Senator Mitch McConnell (R-Ky) stands next to a printed stack of Obamacare’s 20,000 pages of rules and regulations.


But the politics of Obamacare, and Medicare for that matter, are much more complicated than some would have us believe. In fact, a careful analysis of both demonstrates that there are important differences, which ultimately will make Obamacareconsiderably more susceptible to reform than Medicare ever was.

To appreciate these differences, it is appropriate to set aside ideological commitments and think of politics in America through the logic James Madison set out in Federalist 10: American politics ultimately comes down to the mobilization and maintenance of political factions within the structures the Constitution has established. This intuition remains true today, and an appreciation of the factional politics of American social welfare policy should help conservative reformers understand how exactly they can fix some of the problems Obamacare has created.

Medicare was a broadly popular program at the time of its enactment. In late 1964 the Gallup poll found that the public overwhelmingly approved of what would become Medicare Part A, a hospital insurance program financed through expanded Social Security taxes. These numbers were basically unchanged from a survey taken in the spring of 1961, despite relentless lobbying by the American Medical Association in the intervening years to move public opinion against such a program. This broad, enduring support for the program is a big reason why roughly half of House Republicans supported the program on final passage. They did not want to be seen on the wrong side of an initiative that had such strong support.

Importantly, it was this support that helped Medicare survive one budget crisis after another. The program was designed primarily with an eye to political durability rather than efficiency or even sustainability. In particular, it imposed no real controls on the amount that medical providers could charge the government, partly out of fear of a boycott by doctors and hospitals. As such, in 1968 and 1969 Medicare was growing at an annual rate of over 40 percent, inducing Senate Finance Committee chairman Russell Long to label it a “runaway program.” 

For the next generation, legislators would have to address periodic crises in Medicare, yet none posed an existential threat to the program. The most that can be said is that, starting in the 1990s, conservatives began advocating structural reforms to modernize the program, bringing it more in line with today’s private-sector health insurance. At no point has the idea of repealing Medicare gained traction, nor has the government’s commitment to medical care for the aged ever been seriously challenged, despite the demagogic claims of liberal Democrats. 

Why was Medicare so popular? To put it simply, LBJ shoehorned it into the Social Security program, which itself had been a stroke of political genius by Franklin Roosevelt. By using a universal, social insurance model, the programs have created a sense of public ownership and not of welfare. Everybody pays in; everybody benefits.

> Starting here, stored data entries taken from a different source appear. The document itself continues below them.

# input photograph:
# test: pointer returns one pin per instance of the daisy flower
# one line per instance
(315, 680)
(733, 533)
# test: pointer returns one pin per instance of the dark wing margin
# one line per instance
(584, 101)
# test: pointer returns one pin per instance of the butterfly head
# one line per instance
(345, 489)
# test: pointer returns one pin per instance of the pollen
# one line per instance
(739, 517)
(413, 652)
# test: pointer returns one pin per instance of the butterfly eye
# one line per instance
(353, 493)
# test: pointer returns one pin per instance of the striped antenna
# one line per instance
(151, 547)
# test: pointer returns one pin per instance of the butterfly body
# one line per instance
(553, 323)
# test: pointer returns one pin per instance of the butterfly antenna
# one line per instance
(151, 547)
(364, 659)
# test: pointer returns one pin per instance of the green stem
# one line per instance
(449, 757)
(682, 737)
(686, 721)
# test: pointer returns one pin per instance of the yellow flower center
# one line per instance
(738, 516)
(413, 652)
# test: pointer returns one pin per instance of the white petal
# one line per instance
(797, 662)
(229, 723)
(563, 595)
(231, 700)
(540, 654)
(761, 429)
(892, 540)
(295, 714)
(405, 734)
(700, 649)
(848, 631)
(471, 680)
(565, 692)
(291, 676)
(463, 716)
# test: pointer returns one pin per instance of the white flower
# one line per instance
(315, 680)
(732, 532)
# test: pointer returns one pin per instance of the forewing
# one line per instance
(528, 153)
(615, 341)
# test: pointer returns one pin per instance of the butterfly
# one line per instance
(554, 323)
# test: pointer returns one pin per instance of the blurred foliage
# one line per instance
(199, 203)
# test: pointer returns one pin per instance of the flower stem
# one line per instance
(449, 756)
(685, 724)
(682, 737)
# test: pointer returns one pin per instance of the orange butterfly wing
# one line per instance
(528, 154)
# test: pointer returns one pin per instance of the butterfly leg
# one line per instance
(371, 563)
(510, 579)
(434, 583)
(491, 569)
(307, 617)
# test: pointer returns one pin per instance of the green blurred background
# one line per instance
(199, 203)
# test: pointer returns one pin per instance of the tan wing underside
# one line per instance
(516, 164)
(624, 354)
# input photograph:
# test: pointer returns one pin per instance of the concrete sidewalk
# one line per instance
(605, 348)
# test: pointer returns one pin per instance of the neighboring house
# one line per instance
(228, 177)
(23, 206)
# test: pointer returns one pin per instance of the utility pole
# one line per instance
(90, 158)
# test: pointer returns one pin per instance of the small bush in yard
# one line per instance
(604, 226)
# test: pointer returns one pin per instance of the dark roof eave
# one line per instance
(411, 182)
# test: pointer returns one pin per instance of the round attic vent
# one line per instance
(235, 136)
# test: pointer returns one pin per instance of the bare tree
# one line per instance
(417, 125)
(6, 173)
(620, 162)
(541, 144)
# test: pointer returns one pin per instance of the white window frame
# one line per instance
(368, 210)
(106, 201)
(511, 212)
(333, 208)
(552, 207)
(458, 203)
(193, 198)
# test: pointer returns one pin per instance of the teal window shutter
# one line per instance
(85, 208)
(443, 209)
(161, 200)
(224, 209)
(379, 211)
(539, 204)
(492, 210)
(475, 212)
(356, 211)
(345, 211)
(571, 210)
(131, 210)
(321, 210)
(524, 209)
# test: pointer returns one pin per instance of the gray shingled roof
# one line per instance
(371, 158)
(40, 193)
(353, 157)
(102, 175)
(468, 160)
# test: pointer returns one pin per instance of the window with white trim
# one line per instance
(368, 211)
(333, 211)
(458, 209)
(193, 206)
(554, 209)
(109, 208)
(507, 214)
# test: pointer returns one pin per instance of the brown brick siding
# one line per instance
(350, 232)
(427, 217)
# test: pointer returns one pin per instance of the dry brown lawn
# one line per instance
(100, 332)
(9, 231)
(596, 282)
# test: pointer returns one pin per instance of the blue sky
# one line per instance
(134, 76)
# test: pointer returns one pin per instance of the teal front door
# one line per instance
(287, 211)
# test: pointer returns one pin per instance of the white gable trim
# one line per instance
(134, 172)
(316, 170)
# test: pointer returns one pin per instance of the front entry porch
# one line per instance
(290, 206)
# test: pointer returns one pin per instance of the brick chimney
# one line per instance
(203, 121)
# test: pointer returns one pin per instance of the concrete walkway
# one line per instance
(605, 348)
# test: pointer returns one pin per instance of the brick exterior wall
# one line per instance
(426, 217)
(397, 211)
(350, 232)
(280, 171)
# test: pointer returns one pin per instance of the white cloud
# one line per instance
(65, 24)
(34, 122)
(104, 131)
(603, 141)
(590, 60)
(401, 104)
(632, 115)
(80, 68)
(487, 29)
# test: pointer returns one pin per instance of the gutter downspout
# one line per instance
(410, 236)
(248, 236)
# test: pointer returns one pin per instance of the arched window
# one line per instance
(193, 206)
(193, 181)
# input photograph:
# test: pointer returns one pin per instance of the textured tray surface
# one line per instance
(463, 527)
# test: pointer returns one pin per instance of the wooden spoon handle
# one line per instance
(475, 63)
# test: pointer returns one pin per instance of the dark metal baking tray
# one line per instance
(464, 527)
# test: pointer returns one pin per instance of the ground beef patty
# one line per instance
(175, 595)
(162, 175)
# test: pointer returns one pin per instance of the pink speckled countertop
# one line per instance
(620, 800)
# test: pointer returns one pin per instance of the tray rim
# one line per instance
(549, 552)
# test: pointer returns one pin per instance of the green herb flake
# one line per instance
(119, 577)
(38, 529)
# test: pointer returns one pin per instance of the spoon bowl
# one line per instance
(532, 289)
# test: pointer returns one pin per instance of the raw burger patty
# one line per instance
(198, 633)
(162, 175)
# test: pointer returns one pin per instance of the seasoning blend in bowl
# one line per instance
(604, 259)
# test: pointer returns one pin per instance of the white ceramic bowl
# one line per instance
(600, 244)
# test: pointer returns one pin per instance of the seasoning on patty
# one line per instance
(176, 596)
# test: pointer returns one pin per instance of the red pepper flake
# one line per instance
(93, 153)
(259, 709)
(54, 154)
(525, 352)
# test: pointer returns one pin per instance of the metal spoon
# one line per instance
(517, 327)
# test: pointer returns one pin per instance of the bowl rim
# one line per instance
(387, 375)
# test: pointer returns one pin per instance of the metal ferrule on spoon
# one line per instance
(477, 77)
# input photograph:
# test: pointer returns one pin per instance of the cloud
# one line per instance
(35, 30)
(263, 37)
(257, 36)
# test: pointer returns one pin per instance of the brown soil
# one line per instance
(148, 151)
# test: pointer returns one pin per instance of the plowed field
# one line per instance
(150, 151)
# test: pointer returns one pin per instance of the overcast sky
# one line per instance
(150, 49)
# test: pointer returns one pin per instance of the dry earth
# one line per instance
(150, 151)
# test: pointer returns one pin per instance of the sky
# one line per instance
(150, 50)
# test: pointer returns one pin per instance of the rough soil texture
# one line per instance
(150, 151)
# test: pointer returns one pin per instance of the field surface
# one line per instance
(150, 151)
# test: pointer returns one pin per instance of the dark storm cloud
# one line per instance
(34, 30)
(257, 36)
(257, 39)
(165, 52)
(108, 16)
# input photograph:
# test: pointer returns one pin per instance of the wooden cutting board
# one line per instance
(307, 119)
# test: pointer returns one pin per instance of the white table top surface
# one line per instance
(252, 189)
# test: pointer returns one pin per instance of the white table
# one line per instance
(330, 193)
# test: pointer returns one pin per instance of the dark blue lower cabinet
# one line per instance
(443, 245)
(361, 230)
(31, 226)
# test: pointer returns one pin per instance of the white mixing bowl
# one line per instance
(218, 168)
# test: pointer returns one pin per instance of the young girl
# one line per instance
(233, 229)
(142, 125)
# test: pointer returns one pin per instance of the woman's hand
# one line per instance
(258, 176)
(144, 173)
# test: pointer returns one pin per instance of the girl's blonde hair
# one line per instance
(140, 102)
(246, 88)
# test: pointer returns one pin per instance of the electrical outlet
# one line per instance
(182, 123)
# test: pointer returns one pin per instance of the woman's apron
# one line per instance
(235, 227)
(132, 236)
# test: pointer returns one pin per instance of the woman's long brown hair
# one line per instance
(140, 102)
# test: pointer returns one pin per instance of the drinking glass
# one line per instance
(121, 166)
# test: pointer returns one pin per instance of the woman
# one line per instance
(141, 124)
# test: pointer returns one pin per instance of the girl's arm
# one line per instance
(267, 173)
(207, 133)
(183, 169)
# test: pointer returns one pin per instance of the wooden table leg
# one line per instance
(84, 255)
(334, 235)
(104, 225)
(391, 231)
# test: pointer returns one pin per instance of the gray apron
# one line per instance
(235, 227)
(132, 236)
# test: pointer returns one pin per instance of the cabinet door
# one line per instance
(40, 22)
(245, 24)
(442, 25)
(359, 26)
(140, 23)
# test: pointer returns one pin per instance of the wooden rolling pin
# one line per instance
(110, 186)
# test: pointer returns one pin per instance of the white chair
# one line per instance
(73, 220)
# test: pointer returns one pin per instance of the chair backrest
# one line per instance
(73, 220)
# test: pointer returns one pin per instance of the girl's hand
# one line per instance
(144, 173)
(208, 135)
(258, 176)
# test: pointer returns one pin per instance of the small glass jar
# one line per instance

Medicare, moreover, like Social Security, diffuses costs broadly but concentrates benefits. The average worker paid a small price for Medicare when it was first passed, via a slightly higher payroll tax, but this was not very noticeable given how quickly wages were increasing in the middle 1960s. Meanwhile, the elderly, doctors, and hospitals all reaped windfalls from the program in the early years. 

This, naturally, is what sowed the seeds of the chronic financing crises of the program: It is simply too good a deal, from a budgetary standpoint. But from a political standpoint, creating a sense of ownership, spreading the costs, and concentrating the benefits are sure-fire ways to guarantee political survival in our Madisonian system.

Not all programs are so politically successful. It depends on the interplay of factions, especially politicians’ ability to transform diverse groups into defenders or attackers of existing programs. At the other end of the spectrum of success from Medicare is the Catastrophic Health Coverage Act (CHCA) of 1988, which was the product of a peculiar coalition of the Reagan administration and congressional Democrats, who controlled both houses. Like Medicare before it, the bill passed with overwhelming support, garnering majorities of both parties in the House.